Hybrid Simulation in Healthcare: New Concepts and New Tools

Until relatively recently, developing hybrid simulation models using more than one simulation paradigm was a challenging task which required a degree of ingenuity on behalf of the modeler. Generally speaking, such hybrid models either had to be coded from scratch in a programming language, or developed using two (or more) different off-the-shelf software tools which had to communicate with each other through a user-written interface. Nowadays a number of simulation tools are available which aim to make this task easier. This paper does not set out to be a formal review of such software, but it discusses the increasing popularity of hybrid simulation and the rapidly developing market in hybrid modeling tools, focusing specifically on applications in health and social care and using experience from the Care Life Cycle project and elsewhere.

Towards a Guide to Domain-specific Hybrid Simulation

The advantages of combined simulation techniques have been already frequently discussed and are well-covered by the recently published literature. In particular, many case studies have been presented solving similar domain-specific problems by different multi-paradigm simulation approaches. Moreover, a number of papers exist focusing on theoretical and conceptual aspects of hybrid simulation. However, it still remains a challenge to decide, whether combined methods are appropriate in certain situations and how they can be applied. Therefore, domain-specific user guides for multi-paradigm modeling are required combining general concepts and best practices to common steps. In this paper, we particularly outline three major processes targeting to define structured hybrid approaches in domain-specific contexts, and we focus on some practical issues aiming to a sustainable model development. Finally, an example hybrid methodology for problems in healthcare will be presented.

Using Simulation to Assist Recruitment in Seasonally Dependant Contact Centers

The weather is unpredictable and can have a large impact on the profitability of seasonal businesses, particularly if staffing requirements are highly temperature-dependent. In this paper we describe our efforts in developing a what-if analysis tool to assist affected Small and Medium Enterprises in determining the best case scenario for timing hiring new staff and deciding the optimum length of temporary employment contracts.

Hybrid Simulation of Production Process of Pupunha Palm

This work simulated some alternatives of dynamic allocation of additional human resources in a company that produces various products from Pupunha palm. Its goal was to increase the average amount of trays produced per day in this line through a hybrid application of discrete event and agent-based simulation. Two different decision-making forms were proposed to find out which workstation should have received an additional operator. The first proposal was made on the level of occupancy of the operators, while the second one was made on the queue size. The computational model was operationally validated by comparing its results with the actual production data of the company.
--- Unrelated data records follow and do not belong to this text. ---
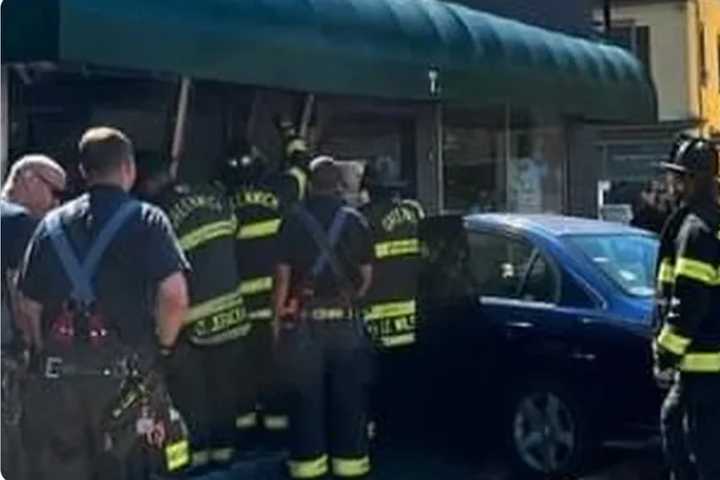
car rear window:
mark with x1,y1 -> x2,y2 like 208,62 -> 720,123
564,234 -> 658,297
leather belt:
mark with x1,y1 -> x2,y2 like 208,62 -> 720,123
302,308 -> 352,322
44,357 -> 129,380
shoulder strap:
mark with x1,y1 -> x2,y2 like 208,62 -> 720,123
46,201 -> 140,303
295,205 -> 352,285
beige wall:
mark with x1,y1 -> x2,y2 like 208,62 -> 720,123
596,0 -> 720,134
691,0 -> 720,135
600,0 -> 696,121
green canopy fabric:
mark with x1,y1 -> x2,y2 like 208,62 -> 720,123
2,0 -> 656,122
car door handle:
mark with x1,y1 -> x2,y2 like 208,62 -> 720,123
507,320 -> 535,330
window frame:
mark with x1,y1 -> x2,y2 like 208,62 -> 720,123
467,227 -> 563,308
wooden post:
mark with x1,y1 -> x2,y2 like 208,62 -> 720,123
170,77 -> 190,175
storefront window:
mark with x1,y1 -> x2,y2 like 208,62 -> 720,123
443,109 -> 567,213
506,122 -> 567,213
443,110 -> 506,212
318,105 -> 416,195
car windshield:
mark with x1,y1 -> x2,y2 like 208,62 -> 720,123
566,234 -> 658,297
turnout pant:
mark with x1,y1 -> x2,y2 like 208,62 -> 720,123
660,380 -> 698,480
167,339 -> 255,467
249,319 -> 288,446
680,372 -> 720,480
21,374 -> 127,480
280,319 -> 371,479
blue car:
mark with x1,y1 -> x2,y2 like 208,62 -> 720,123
418,214 -> 662,478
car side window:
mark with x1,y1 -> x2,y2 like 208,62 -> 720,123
469,232 -> 534,299
520,255 -> 557,303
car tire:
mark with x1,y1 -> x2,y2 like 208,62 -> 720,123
502,379 -> 597,479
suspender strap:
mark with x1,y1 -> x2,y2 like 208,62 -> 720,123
46,201 -> 140,304
295,205 -> 352,285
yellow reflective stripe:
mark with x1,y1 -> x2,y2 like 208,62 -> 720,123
657,258 -> 675,284
365,300 -> 416,320
307,308 -> 348,320
240,277 -> 273,295
185,289 -> 243,323
210,447 -> 235,462
237,218 -> 281,240
367,420 -> 377,440
235,412 -> 257,430
285,138 -> 307,156
403,199 -> 425,219
247,308 -> 272,320
190,323 -> 252,346
192,450 -> 210,467
332,455 -> 370,477
380,333 -> 415,347
288,168 -> 307,200
679,353 -> 720,373
657,325 -> 692,355
288,455 -> 328,478
263,415 -> 290,431
165,440 -> 190,472
675,258 -> 720,285
180,219 -> 237,251
375,238 -> 420,258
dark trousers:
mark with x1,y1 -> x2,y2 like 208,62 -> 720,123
680,372 -> 720,480
372,345 -> 424,438
280,320 -> 371,478
21,374 -> 127,480
250,320 -> 289,447
167,339 -> 255,467
660,381 -> 697,480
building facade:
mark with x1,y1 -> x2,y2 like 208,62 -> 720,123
595,0 -> 720,213
2,0 -> 655,215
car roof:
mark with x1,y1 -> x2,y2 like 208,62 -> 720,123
465,213 -> 654,237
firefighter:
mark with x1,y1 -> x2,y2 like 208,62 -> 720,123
655,135 -> 697,480
654,140 -> 720,480
274,157 -> 372,479
222,142 -> 288,447
0,155 -> 65,479
19,127 -> 188,480
361,166 -> 425,435
139,156 -> 254,471
276,119 -> 311,204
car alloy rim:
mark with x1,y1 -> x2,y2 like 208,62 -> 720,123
513,392 -> 576,473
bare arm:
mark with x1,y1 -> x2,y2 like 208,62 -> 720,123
357,264 -> 372,298
273,263 -> 291,317
273,263 -> 292,340
155,272 -> 189,348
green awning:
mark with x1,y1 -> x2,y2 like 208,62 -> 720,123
2,0 -> 656,122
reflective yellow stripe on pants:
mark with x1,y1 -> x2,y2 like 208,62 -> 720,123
165,440 -> 190,472
332,455 -> 370,477
365,300 -> 416,320
675,257 -> 720,286
375,238 -> 420,259
288,455 -> 328,479
237,218 -> 280,240
657,258 -> 675,285
657,325 -> 692,355
180,219 -> 237,252
679,352 -> 720,373
235,412 -> 257,430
Cyber Defense Econometric of a Power Grid Distribution Infrastructure

In collaboration with a Midwest Utility Provider, we developed a cyber defense econometric model via Anylogic that not only simulates the operational process of the Utility's local distribution infrastructure, but also helps to minimize the cost of implementing security. By measuring the economic impact of various cyber attacks affecting disparate components of the distribution infrastructure, it was discovered that both extremes of the paradigm (no security measures implemented vs. securing every device) were unacceptable solutions in regards to protecting the business financially.
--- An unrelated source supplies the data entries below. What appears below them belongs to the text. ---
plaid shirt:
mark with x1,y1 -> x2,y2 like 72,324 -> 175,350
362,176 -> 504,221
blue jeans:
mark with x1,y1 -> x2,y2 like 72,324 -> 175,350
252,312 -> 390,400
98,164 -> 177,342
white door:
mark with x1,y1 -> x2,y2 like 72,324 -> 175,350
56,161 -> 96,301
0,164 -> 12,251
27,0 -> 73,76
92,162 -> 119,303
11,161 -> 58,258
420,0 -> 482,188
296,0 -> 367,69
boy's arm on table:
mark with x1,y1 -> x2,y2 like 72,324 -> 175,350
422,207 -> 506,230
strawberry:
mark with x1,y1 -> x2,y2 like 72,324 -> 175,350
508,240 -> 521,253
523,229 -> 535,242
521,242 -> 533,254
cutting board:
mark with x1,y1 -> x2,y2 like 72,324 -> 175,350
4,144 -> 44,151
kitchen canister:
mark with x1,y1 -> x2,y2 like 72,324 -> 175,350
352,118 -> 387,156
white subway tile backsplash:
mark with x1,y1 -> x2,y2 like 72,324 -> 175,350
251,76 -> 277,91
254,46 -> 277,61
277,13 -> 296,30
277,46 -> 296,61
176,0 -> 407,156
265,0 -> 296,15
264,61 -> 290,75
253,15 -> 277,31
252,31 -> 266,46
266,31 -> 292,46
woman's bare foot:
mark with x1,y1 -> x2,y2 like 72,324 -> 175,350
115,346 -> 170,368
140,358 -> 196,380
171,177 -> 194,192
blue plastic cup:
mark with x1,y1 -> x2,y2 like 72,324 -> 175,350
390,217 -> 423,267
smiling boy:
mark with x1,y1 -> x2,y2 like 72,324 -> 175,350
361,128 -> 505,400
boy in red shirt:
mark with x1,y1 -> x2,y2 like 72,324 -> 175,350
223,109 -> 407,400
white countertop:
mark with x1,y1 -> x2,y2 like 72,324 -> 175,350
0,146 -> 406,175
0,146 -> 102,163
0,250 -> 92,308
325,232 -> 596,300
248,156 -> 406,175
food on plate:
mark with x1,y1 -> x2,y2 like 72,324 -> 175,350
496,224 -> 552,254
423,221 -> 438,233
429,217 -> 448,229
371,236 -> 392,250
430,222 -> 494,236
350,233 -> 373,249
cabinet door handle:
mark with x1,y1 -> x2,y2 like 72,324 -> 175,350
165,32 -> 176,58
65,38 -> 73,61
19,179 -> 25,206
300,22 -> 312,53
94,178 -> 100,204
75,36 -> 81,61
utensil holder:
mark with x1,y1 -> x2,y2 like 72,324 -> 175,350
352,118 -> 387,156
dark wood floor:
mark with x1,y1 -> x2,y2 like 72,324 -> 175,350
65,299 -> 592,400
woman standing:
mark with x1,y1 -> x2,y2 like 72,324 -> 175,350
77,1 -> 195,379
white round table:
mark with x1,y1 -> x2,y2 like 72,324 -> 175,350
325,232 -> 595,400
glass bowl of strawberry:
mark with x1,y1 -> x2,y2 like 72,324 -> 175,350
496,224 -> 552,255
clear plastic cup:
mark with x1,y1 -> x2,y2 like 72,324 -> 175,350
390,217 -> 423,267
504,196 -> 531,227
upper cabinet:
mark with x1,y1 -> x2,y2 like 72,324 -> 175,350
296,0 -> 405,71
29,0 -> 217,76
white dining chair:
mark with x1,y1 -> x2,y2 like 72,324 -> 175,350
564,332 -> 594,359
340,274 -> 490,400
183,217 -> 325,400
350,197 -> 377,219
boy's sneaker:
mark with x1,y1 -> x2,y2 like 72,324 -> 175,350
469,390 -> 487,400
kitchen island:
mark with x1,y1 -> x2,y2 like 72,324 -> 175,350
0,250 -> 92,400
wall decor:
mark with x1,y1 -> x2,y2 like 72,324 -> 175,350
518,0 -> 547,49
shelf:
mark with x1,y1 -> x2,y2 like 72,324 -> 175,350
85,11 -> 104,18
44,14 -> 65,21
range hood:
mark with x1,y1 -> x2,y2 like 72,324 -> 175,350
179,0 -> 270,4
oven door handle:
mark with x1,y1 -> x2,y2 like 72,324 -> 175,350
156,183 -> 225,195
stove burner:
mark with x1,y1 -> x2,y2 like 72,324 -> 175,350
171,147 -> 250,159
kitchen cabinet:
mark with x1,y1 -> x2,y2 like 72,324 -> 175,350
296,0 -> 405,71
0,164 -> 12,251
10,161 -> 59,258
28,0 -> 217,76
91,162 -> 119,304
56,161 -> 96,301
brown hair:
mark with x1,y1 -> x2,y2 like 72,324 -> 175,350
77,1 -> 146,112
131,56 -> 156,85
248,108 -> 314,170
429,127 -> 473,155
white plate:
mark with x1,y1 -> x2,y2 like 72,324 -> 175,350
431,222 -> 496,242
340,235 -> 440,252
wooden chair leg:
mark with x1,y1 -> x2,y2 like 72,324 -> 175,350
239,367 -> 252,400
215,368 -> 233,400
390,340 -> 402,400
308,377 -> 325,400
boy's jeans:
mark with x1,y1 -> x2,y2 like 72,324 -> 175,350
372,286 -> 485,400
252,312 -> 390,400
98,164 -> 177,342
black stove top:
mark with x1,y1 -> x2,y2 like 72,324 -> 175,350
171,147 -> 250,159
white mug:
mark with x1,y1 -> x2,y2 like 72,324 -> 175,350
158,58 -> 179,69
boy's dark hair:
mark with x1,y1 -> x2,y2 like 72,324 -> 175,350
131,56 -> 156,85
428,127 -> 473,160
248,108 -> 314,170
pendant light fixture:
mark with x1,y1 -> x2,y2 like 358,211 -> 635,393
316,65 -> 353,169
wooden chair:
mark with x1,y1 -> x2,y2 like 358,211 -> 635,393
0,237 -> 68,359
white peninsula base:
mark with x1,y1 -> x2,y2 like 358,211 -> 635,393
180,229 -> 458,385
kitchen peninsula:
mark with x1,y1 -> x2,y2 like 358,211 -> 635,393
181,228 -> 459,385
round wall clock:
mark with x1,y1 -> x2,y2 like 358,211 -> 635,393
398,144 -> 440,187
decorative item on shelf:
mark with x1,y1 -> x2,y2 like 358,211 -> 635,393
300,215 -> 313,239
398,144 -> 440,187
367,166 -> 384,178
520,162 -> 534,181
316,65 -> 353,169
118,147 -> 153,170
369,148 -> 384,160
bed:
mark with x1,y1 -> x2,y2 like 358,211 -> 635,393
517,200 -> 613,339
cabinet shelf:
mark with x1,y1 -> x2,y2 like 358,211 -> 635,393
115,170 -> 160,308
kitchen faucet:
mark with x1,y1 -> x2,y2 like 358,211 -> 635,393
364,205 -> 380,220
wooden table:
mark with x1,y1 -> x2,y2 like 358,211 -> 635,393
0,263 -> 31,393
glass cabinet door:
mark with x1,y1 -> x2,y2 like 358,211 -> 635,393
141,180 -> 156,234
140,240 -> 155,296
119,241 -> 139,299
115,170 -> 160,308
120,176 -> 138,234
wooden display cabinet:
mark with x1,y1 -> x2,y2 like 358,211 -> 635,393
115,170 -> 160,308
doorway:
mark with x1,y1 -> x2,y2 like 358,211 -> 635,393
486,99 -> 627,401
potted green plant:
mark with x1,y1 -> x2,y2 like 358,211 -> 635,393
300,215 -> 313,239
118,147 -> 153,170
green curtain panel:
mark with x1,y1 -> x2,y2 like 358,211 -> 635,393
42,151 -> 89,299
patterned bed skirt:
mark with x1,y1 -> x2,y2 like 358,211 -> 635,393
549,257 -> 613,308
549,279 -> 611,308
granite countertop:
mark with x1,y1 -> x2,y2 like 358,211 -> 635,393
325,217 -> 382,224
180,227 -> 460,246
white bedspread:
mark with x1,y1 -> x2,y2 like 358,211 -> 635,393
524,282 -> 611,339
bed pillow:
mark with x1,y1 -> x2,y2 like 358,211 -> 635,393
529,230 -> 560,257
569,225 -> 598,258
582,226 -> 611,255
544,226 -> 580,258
Creating and Validating a Microscopic Pedestrian Simulation to Analyze an Airport Security Checkpoint

Aim of this simulation case study is to analyze waiting times and throughput at the security checkpoint of an international medium sized airport. The simulations shall provide the airport operator with the ability to easily change main impact parameters of an airport security checkpoint e.g. to test new security procedures, a flightplan with more passengers and also to optimize the security operation schedule.